There’re definitely not enough platforms for our hip hop culture, for the most part, I feel like more platforms need to be implemented for artists to showcase their talent and for content producers to practice their creativity. Think about it, everybody wants to do the same sh*t, n*ggas want to get on YFM, Shiz Live, Hype Magazine and then get on Live AMP and there’s like a million of people submitting to the same publications but we see the same artist on rotation. Till this day Hype Magazine has never had consistent competition. Ever since I started rapping being on the Hype Magazine was a huge achievement, so you’re telling me that one publication is supposed to cover the entire SA hip hop Industry? There should be a lot of Hype Magazines, there should be a lot of Shiz Lives more platforms dedicated to SA Hip Hop only. We just need more than what we’re offering. I’ve been around since the ‘Siz N Scoop’ era and I believe that has to be one of the greatest times of SA Hip Hop. More talent, more rap, more authentic hip hop shows, more cyphers, fewer politics, and fewer egos. The most important thing was changing the game or bringing something new to the game, but not taking anything from the new era, we still lit [Laughs]
How would you define success for yourself?
Success to me is a lot of things so defining it would be something I’d struggle to do but I will say this, I’d consider myself successful after buying my mom and pops both cribs followed by cars. I think success is working so hard until you reap the benefits, I mean if your plan was to fly to the moon and you use every resource at your disposal to make it possible and you actually fly & land on the moon, I consider you successful at flying to the moon. So, my plain definition of success is reaping the benefits of your hard work, simple. I’ve always wanted to make a living through my music because I love this sh*t with every fiber and bone so once I’m able to do exactly that when I’m not yet successful. I could win a million awards but if I can’t feed myself or whoever I’m responsible to take care off then I ain’t successful for sh*t
And what are your plans for 2019?
Next Level, I’m planning on hosting the biggest show of my career thus far, I’m also planning on dropping the Sugar Season 3, I’m currently working on an EP with of the boys from the Punchline stable which I’m very excited about. I started the year running. I’ll be dropping a fair amount of content; this is the breakout year for me so there’s really nothing I’m doing that isn’t going to be a big deal. I’m not stopping at anything I actually plan on doing everything they tell me I can’t do. I’m going to be the biggest, no CAP.
Lastly, you made it onto our 2nd annual Freshman cover. The campaign wasn’t an easy one but you here. How did being a part of the whole experience make you feel?

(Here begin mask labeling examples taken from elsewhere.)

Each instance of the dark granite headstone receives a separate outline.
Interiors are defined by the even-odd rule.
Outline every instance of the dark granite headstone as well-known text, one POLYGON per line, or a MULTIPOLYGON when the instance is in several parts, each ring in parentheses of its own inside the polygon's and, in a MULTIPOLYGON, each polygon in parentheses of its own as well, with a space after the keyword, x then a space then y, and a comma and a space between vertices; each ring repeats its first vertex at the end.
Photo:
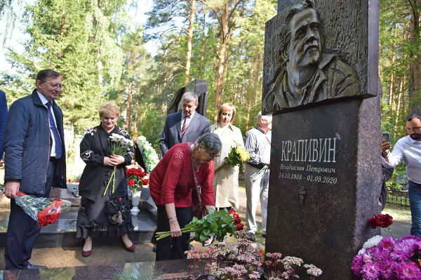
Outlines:
POLYGON ((352 279, 353 256, 380 234, 368 225, 380 210, 377 62, 377 0, 279 0, 267 22, 266 250, 315 265, 321 279, 352 279))

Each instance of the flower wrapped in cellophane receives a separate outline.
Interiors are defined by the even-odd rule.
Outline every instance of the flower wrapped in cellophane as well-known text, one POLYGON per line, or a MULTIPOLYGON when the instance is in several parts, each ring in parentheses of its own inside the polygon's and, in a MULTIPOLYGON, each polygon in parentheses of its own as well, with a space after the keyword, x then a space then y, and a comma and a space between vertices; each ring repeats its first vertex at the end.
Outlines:
MULTIPOLYGON (((126 138, 124 136, 121 135, 116 133, 112 133, 108 138, 108 143, 109 145, 109 152, 112 155, 115 156, 124 156, 127 154, 128 152, 130 151, 130 147, 133 145, 133 143, 131 140, 126 138)), ((109 178, 109 181, 108 181, 108 184, 107 184, 107 187, 105 187, 105 190, 104 190, 104 195, 107 193, 108 190, 108 187, 111 185, 111 182, 112 181, 112 192, 114 194, 116 188, 116 167, 114 166, 112 173, 111 174, 111 178, 109 178)))
MULTIPOLYGON (((0 184, 0 197, 4 194, 4 189, 0 184)), ((41 227, 55 222, 62 212, 69 210, 72 206, 72 203, 67 200, 37 197, 21 192, 18 192, 14 199, 16 204, 41 227)))
POLYGON ((231 148, 228 156, 225 157, 224 163, 215 169, 215 173, 219 171, 224 166, 243 166, 244 163, 250 159, 250 153, 242 147, 233 147, 231 148))
MULTIPOLYGON (((203 242, 210 237, 222 241, 227 234, 234 234, 236 230, 243 229, 241 219, 234 209, 227 212, 225 210, 210 211, 202 219, 193 218, 193 220, 181 229, 182 233, 194 232, 194 236, 189 242, 196 241, 203 242)), ((156 232, 156 240, 171 236, 171 232, 156 232)))

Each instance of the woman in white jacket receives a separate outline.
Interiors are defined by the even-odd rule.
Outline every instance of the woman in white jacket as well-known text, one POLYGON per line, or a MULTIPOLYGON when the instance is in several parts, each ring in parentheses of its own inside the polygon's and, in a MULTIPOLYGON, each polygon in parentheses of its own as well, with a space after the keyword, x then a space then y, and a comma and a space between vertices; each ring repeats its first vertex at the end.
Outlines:
POLYGON ((244 147, 241 131, 232 125, 235 116, 235 107, 231 103, 223 104, 218 114, 218 123, 210 126, 210 131, 217 134, 222 147, 220 156, 215 158, 215 169, 222 166, 215 173, 213 190, 215 192, 215 207, 227 210, 239 207, 239 166, 224 165, 225 157, 232 147, 244 147))

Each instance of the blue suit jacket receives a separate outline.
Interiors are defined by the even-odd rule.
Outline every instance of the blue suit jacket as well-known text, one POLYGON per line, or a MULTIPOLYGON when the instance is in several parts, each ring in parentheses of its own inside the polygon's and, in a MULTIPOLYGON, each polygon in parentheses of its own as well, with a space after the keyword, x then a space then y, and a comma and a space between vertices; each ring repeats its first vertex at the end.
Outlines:
POLYGON ((162 156, 175 144, 192 142, 194 142, 201 135, 210 132, 210 121, 197 112, 187 126, 185 135, 181 140, 181 114, 182 112, 169 114, 163 126, 159 148, 162 156))
POLYGON ((6 120, 7 119, 7 102, 6 93, 0 91, 0 159, 4 152, 4 135, 6 135, 6 120))
MULTIPOLYGON (((57 129, 62 138, 62 156, 58 160, 52 187, 67 188, 66 151, 63 114, 53 102, 57 129)), ((47 108, 36 89, 11 105, 6 124, 4 179, 19 180, 19 190, 43 196, 46 194, 47 168, 50 161, 50 126, 47 108)))

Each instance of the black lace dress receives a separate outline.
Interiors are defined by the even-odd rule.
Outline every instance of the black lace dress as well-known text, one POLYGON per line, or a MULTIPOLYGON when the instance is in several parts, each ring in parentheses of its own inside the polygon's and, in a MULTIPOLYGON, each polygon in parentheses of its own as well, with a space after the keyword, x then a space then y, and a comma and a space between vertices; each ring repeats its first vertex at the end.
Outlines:
POLYGON ((128 133, 117 126, 108 133, 100 125, 86 131, 81 142, 81 158, 86 166, 79 184, 81 199, 76 220, 78 238, 121 236, 133 228, 126 173, 126 166, 131 164, 133 157, 133 149, 130 147, 123 156, 124 163, 116 167, 114 181, 114 168, 104 166, 104 156, 110 155, 109 137, 113 133, 130 140, 128 133))

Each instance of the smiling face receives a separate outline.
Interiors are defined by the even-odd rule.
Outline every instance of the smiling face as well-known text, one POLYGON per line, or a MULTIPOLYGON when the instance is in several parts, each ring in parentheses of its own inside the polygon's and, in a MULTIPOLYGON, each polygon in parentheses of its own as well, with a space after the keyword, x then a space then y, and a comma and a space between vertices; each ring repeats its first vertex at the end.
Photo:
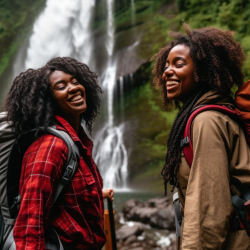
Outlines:
POLYGON ((170 50, 162 80, 169 100, 185 102, 192 95, 197 83, 189 47, 179 44, 170 50))
POLYGON ((61 115, 66 120, 79 119, 87 109, 85 88, 74 76, 59 70, 51 74, 50 83, 61 115))

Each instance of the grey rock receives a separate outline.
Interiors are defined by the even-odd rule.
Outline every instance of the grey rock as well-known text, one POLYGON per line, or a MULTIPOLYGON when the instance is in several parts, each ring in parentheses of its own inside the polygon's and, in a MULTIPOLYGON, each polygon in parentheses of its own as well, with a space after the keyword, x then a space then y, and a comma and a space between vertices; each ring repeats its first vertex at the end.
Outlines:
POLYGON ((127 225, 122 226, 119 230, 116 231, 116 239, 126 240, 132 235, 138 236, 143 232, 143 229, 139 225, 134 225, 129 227, 127 225))

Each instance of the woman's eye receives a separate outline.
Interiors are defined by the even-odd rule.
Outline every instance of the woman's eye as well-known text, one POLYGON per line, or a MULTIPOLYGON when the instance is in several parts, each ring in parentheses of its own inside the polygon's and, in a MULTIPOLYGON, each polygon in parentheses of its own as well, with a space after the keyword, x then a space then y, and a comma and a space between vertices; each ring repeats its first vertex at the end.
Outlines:
POLYGON ((178 64, 176 64, 176 67, 181 68, 183 65, 184 65, 183 63, 178 63, 178 64))
POLYGON ((59 86, 57 87, 57 89, 58 89, 58 90, 63 90, 63 89, 65 89, 65 86, 64 86, 64 85, 59 85, 59 86))

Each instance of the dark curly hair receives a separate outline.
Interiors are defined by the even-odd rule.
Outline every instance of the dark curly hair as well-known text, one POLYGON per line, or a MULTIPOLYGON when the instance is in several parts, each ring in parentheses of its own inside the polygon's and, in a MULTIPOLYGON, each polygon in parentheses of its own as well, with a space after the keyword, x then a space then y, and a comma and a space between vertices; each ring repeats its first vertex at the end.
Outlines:
POLYGON ((244 78, 241 68, 245 54, 240 44, 233 39, 232 31, 214 27, 191 30, 187 24, 184 24, 184 30, 186 34, 170 33, 174 40, 152 57, 152 60, 156 59, 153 82, 161 88, 165 108, 172 102, 167 97, 162 75, 169 52, 174 46, 183 44, 190 48, 190 56, 194 64, 194 80, 198 83, 196 92, 183 103, 182 107, 179 102, 175 102, 180 110, 167 140, 168 149, 162 169, 165 191, 168 182, 174 187, 177 185, 176 175, 181 160, 180 140, 195 103, 209 90, 230 96, 233 85, 240 87, 244 78))
POLYGON ((87 109, 81 114, 82 121, 92 132, 92 124, 99 114, 101 87, 97 75, 88 66, 70 57, 57 57, 44 67, 28 69, 17 76, 6 100, 8 120, 17 134, 31 129, 46 128, 55 124, 58 114, 56 100, 50 85, 50 76, 60 70, 73 75, 86 90, 87 109))

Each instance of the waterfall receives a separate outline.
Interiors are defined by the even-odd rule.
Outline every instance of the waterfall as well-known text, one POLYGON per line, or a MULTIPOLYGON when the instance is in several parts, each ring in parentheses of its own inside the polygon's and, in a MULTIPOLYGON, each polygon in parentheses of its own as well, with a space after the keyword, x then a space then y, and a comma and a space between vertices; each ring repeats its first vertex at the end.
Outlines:
POLYGON ((106 0, 108 8, 106 48, 108 53, 107 68, 102 87, 107 93, 108 117, 96 135, 94 158, 100 168, 104 187, 127 188, 127 150, 123 141, 124 124, 114 125, 113 96, 116 85, 116 60, 114 48, 114 0, 106 0))
MULTIPOLYGON (((90 22, 95 0, 47 0, 29 39, 25 69, 39 68, 57 56, 71 56, 89 65, 92 41, 90 22)), ((15 65, 15 71, 22 67, 15 65)), ((14 72, 16 75, 19 72, 14 72)))
MULTIPOLYGON (((34 23, 29 41, 23 46, 22 53, 19 53, 20 58, 16 60, 15 75, 27 68, 39 68, 57 56, 74 57, 96 71, 91 30, 94 7, 95 0, 61 0, 60 4, 55 0, 47 0, 44 11, 34 23)), ((107 32, 103 47, 105 46, 108 58, 100 79, 103 79, 101 86, 105 98, 102 105, 107 110, 107 117, 102 129, 96 132, 93 157, 103 176, 104 187, 124 189, 127 188, 128 176, 128 155, 123 140, 124 124, 116 124, 113 110, 117 82, 114 0, 106 0, 106 7, 107 32)), ((120 91, 125 87, 122 83, 120 81, 120 91)), ((120 96, 122 98, 122 92, 120 96)), ((122 105, 123 102, 122 99, 122 105)))

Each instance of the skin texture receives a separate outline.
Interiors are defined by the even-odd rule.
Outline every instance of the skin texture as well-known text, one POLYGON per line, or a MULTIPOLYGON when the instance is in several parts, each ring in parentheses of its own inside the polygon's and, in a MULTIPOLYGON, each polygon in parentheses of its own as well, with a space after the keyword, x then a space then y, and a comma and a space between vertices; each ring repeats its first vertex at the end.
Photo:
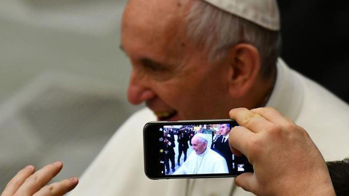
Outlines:
POLYGON ((207 144, 201 142, 199 138, 199 136, 194 135, 192 139, 193 150, 194 150, 195 153, 198 155, 203 153, 207 146, 207 144))
POLYGON ((238 44, 210 62, 202 44, 186 38, 185 16, 196 0, 130 0, 123 15, 121 48, 132 65, 128 100, 156 114, 177 112, 166 120, 227 118, 230 108, 261 105, 273 85, 274 75, 260 75, 253 46, 238 44))
POLYGON ((235 183, 257 195, 335 195, 326 164, 306 131, 271 108, 231 110, 241 126, 229 143, 253 166, 235 183))
POLYGON ((57 161, 48 165, 36 172, 32 165, 20 171, 8 182, 1 196, 59 196, 74 189, 79 181, 72 177, 45 186, 62 169, 63 164, 57 161))

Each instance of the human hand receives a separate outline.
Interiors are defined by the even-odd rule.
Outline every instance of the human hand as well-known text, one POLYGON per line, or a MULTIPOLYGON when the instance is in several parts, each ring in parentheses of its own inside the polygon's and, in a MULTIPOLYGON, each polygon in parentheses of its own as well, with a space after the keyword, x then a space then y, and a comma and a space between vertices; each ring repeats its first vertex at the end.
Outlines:
POLYGON ((306 131, 271 108, 232 110, 240 126, 232 129, 229 144, 242 153, 254 173, 236 184, 258 195, 335 195, 326 164, 306 131))
POLYGON ((34 166, 28 165, 18 172, 10 181, 1 196, 63 195, 75 188, 79 182, 77 178, 71 178, 45 186, 62 167, 62 163, 57 161, 34 173, 34 166))

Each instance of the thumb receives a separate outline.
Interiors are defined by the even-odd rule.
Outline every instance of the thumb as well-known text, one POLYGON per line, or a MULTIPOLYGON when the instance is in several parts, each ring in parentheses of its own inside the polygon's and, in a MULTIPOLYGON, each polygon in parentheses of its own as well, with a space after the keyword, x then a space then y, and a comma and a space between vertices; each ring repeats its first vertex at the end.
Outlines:
POLYGON ((244 173, 235 178, 235 184, 244 190, 258 195, 257 191, 259 189, 257 179, 254 174, 251 172, 244 173))

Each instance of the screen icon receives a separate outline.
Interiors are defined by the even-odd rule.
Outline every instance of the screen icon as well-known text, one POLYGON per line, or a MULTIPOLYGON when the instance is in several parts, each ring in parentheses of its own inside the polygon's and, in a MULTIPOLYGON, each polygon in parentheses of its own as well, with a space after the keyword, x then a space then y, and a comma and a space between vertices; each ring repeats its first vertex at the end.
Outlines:
POLYGON ((245 168, 244 168, 244 166, 245 166, 245 164, 238 164, 238 172, 245 171, 245 168))

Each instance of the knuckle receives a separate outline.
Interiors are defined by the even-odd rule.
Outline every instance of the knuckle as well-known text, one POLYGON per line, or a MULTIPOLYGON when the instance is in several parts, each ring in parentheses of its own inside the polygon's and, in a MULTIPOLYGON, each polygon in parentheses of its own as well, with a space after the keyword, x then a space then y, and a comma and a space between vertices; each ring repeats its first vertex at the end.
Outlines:
POLYGON ((247 147, 249 156, 251 158, 255 157, 256 156, 262 153, 263 149, 261 141, 257 137, 253 137, 247 142, 247 147))
POLYGON ((268 133, 272 135, 277 136, 280 135, 282 130, 282 127, 279 125, 273 123, 270 126, 268 133))
POLYGON ((52 193, 55 190, 56 187, 53 184, 45 186, 41 188, 41 190, 44 192, 52 193))

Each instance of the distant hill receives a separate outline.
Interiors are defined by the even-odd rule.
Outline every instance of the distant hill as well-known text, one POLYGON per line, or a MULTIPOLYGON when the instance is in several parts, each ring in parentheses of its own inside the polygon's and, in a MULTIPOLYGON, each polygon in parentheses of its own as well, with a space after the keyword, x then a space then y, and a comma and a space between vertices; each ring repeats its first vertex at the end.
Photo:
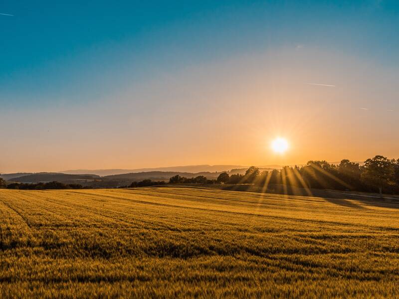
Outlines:
POLYGON ((7 180, 19 183, 39 183, 57 181, 64 183, 76 183, 80 181, 92 180, 100 178, 95 174, 68 174, 57 172, 38 172, 28 175, 23 175, 18 177, 13 177, 7 180))
POLYGON ((10 180, 15 177, 20 177, 24 175, 33 174, 32 172, 17 172, 16 173, 3 173, 0 175, 0 177, 5 180, 10 180))
MULTIPOLYGON (((123 174, 143 172, 152 171, 176 171, 181 172, 198 173, 203 172, 228 171, 234 168, 248 168, 249 166, 239 165, 192 165, 188 166, 174 166, 157 168, 145 168, 133 169, 74 169, 60 171, 63 173, 70 174, 82 174, 93 173, 101 176, 116 174, 123 174)), ((280 167, 281 168, 281 167, 280 167)))
POLYGON ((220 172, 181 172, 179 171, 147 171, 115 174, 103 176, 102 178, 107 180, 122 181, 127 180, 130 182, 134 181, 139 181, 150 179, 153 180, 169 180, 169 179, 176 175, 186 177, 194 177, 199 175, 203 175, 209 179, 216 178, 220 172))

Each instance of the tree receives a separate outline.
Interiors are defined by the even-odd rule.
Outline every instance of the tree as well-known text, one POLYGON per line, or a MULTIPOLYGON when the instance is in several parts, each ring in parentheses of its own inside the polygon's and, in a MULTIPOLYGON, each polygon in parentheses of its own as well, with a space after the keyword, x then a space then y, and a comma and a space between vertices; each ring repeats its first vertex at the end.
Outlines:
POLYGON ((222 172, 219 174, 219 176, 217 177, 216 180, 218 183, 226 183, 228 181, 229 178, 230 176, 228 175, 228 173, 227 172, 222 172))
POLYGON ((174 176, 172 176, 171 178, 169 179, 169 183, 170 184, 178 184, 180 182, 181 180, 180 175, 179 174, 176 174, 174 176))
POLYGON ((7 184, 5 183, 5 181, 0 177, 0 188, 5 188, 7 184))
POLYGON ((380 196, 383 188, 387 186, 394 177, 395 168, 391 160, 382 155, 367 159, 365 162, 362 178, 372 185, 378 187, 380 196))
POLYGON ((194 178, 194 181, 196 184, 206 184, 207 180, 203 175, 199 175, 194 178))
POLYGON ((245 174, 244 175, 245 182, 249 184, 252 183, 260 173, 260 172, 258 167, 251 166, 247 169, 246 171, 245 171, 245 174))

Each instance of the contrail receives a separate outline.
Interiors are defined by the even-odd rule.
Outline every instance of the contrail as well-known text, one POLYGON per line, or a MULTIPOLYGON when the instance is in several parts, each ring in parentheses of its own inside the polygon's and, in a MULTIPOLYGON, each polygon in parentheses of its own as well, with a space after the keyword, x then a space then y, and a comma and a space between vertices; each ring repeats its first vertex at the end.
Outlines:
POLYGON ((306 83, 308 85, 317 85, 318 86, 330 86, 330 87, 335 87, 335 85, 329 85, 328 84, 318 84, 317 83, 306 83))

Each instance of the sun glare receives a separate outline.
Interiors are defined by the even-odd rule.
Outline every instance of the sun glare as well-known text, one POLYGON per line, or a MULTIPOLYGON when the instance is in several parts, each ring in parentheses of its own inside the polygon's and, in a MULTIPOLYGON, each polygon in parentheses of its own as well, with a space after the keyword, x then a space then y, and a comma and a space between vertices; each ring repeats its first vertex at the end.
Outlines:
POLYGON ((286 139, 278 137, 272 142, 271 148, 274 152, 284 153, 288 149, 288 142, 286 139))

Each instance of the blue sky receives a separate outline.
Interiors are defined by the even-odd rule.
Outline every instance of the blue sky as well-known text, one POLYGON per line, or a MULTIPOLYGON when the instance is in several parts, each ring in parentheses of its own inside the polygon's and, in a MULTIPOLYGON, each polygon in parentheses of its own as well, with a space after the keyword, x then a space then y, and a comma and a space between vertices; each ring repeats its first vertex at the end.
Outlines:
POLYGON ((157 71, 287 44, 399 61, 395 1, 84 2, 3 2, 14 16, 0 17, 3 105, 90 99, 157 71))
MULTIPOLYGON (((315 65, 321 68, 324 64, 329 65, 326 59, 333 56, 339 61, 349 61, 348 70, 364 62, 380 70, 381 76, 389 73, 391 83, 396 82, 392 78, 398 74, 399 4, 395 1, 97 0, 82 3, 5 0, 0 4, 0 13, 13 15, 0 15, 0 116, 13 117, 16 123, 22 120, 24 113, 40 110, 53 114, 54 119, 66 115, 69 109, 83 113, 98 105, 104 110, 112 110, 121 93, 126 95, 143 86, 148 89, 141 94, 156 98, 154 104, 159 103, 162 99, 158 94, 152 95, 152 86, 162 83, 165 77, 178 78, 191 68, 206 69, 243 57, 283 52, 287 48, 305 53, 298 60, 293 58, 295 53, 287 53, 286 59, 279 57, 272 73, 289 67, 284 61, 291 59, 292 63, 303 59, 303 65, 310 69, 313 57, 318 57, 315 65), (356 62, 351 67, 352 58, 356 62)), ((269 58, 273 60, 272 56, 269 58)), ((212 69, 212 74, 218 73, 212 69)), ((239 73, 240 70, 236 71, 239 73)), ((326 76, 328 73, 327 70, 326 76)), ((227 82, 223 76, 218 79, 227 82)), ((372 82, 379 74, 368 76, 372 82)), ((326 78, 339 77, 334 73, 326 78)), ((168 95, 176 96, 182 88, 178 85, 168 95)), ((388 88, 385 104, 395 108, 397 93, 393 87, 388 88)), ((368 91, 365 91, 365 96, 368 91)), ((146 104, 142 101, 142 97, 132 97, 129 102, 144 107, 146 104)), ((371 107, 378 104, 377 100, 368 101, 371 107)), ((337 101, 338 108, 342 103, 337 101)), ((171 103, 168 109, 174 105, 178 104, 171 103)), ((211 107, 209 100, 209 105, 202 109, 211 107)), ((143 128, 151 125, 150 110, 147 107, 149 118, 141 121, 143 128)), ((92 109, 89 113, 93 120, 102 115, 92 109)), ((140 118, 141 114, 135 110, 129 117, 140 118)), ((173 118, 171 116, 171 125, 174 125, 173 118)), ((2 126, 7 125, 4 122, 0 124, 2 126)), ((39 130, 47 127, 38 124, 39 130)), ((11 130, 24 137, 22 125, 11 130)), ((88 129, 87 133, 91 131, 88 129)), ((16 145, 4 150, 11 150, 13 146, 16 145)), ((193 163, 205 162, 200 160, 193 163)))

First of all thank you to Hype Magazine team for considering me as a freshman, honestly when the top 30 names were released I was skeptical on whether id make it to top 7, but me being me I put in 100 % into the campaign, I probably campaigned harder than any other candidate because I ain’t got sh*t bro, only a few friends who support the hustle and these dope ass songs. I campaigned with a R0,00 budget [Laughs] when I say R0,00 I mean R0,00 most times I wouldn’t even have data to vote or ask people to vote [Laughs]. I was going through a lot in my career, so the freshmen cover campaign was the biggest news I had received after a year of hustle and no big news. The experience was awesome man; this cover marks a huge mark in my career. I’ll be looking back at this cover in future when I’m poppn and this will be part of a story I tell. I love making music because this sh*t makes me feel immortal, I won’t die because my music, interviews, videos and my word stay here on earth forever even when I leave. Besides that, I love breaking boundaries, so this was more or less another opportunity for me to prove my excellence, my grind, and my undying talent.